Ainsi, malgré ses apports, le texte a omis certains aspects, qui viennent d’ailleurs d’être évoqués. Je veux en particulier parler du droit ou, plutôt, du devoir de réserve.

Celui qui vous parle a été fonctionnaire pendant trente-cinq ans, et il en est fier. Il est fier d’avoir été un fonctionnaire loyal, neutre, engagé au service de l’État et de nos concitoyens que, comme tant d’autres, il a servis. Eh bien, affirmer qu’un fonctionnaire a une obligation toute naturelle de réserve, plutôt que de se retrancher derrière la jurisprudence, c’est le protéger, comme c’est le protéger que de revendiquer qu’il soit considéré par nos concitoyens comme l’égal d’un salarié du privé – je parle là des jours de carence, dont vous avez, à la suite d’un oukase de la majorité socialiste à l’Assemblée, imposé qu’ils ne fassent pas partie du deal entre les deux chambres.

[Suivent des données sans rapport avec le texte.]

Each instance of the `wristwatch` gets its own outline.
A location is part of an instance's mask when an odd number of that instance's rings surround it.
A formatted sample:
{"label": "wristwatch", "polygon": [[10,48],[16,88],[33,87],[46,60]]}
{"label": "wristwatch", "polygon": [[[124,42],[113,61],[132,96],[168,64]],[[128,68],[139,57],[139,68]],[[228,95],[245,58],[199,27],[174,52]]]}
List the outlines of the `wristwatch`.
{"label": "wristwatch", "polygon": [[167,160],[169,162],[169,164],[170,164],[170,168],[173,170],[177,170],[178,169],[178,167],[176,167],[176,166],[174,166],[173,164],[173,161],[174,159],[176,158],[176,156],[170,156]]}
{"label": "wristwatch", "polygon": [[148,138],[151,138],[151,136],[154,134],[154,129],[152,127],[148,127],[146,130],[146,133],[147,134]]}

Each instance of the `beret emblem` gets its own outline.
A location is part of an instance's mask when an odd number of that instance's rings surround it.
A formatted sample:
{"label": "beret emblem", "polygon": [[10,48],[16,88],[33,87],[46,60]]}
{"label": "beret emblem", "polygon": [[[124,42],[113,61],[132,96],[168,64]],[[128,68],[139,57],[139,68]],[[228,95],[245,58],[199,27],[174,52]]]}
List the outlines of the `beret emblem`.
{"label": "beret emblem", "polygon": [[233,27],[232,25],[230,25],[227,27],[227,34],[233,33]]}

Des dispositions ont été maintenues, et il faut s’en féliciter : le recours à l’intérim, que vous vouliez supprimer, mais que le Sénat a réussi à conserver ; le juge administratif dans les conseils de discipline, dont le maintien était en péril ; la prolongation du dispositif de titularisation dit « Sauvadet » jusqu’en 2018, ce qui est une bonne chose. Mais, à côté de cela, que d’occasions gâchées, avec la réintroduction de la possibilité d’appliquer une durée légale de travail inférieure à trente-cinq heures, avec les dispositions restreignant le cumul d’activités des fonctionnaires et, surtout, avec la suppression de la réintroduction de la carence : nous voulions trois jours, nous aurions pu aboutir en commission mixte paritaire à un accord sur un jour, mais l’oukase que j’ai évoqué s’est imposé, et je le regrette considérablement.

Ce texte est une série d’occasions manquées. Il y a eu des avancées positives, mais ce que vous avez refusé, alors que vous auriez pu, en faisant un effort de consensus, accepter, n’aurait pas nui à la fonction publique et aux fonctionnaires, mais les aurait au contraire servis, en leur évitant l’opprobre dont on les couvre trop souvent. Vous ne l’avez pas voulu.

Ce texte aurait pu nous satisfaire. Malheureusement, ce n’est pas le cas, et c’est pourquoi le groupe Les Républicains ne le votera pas – à regret.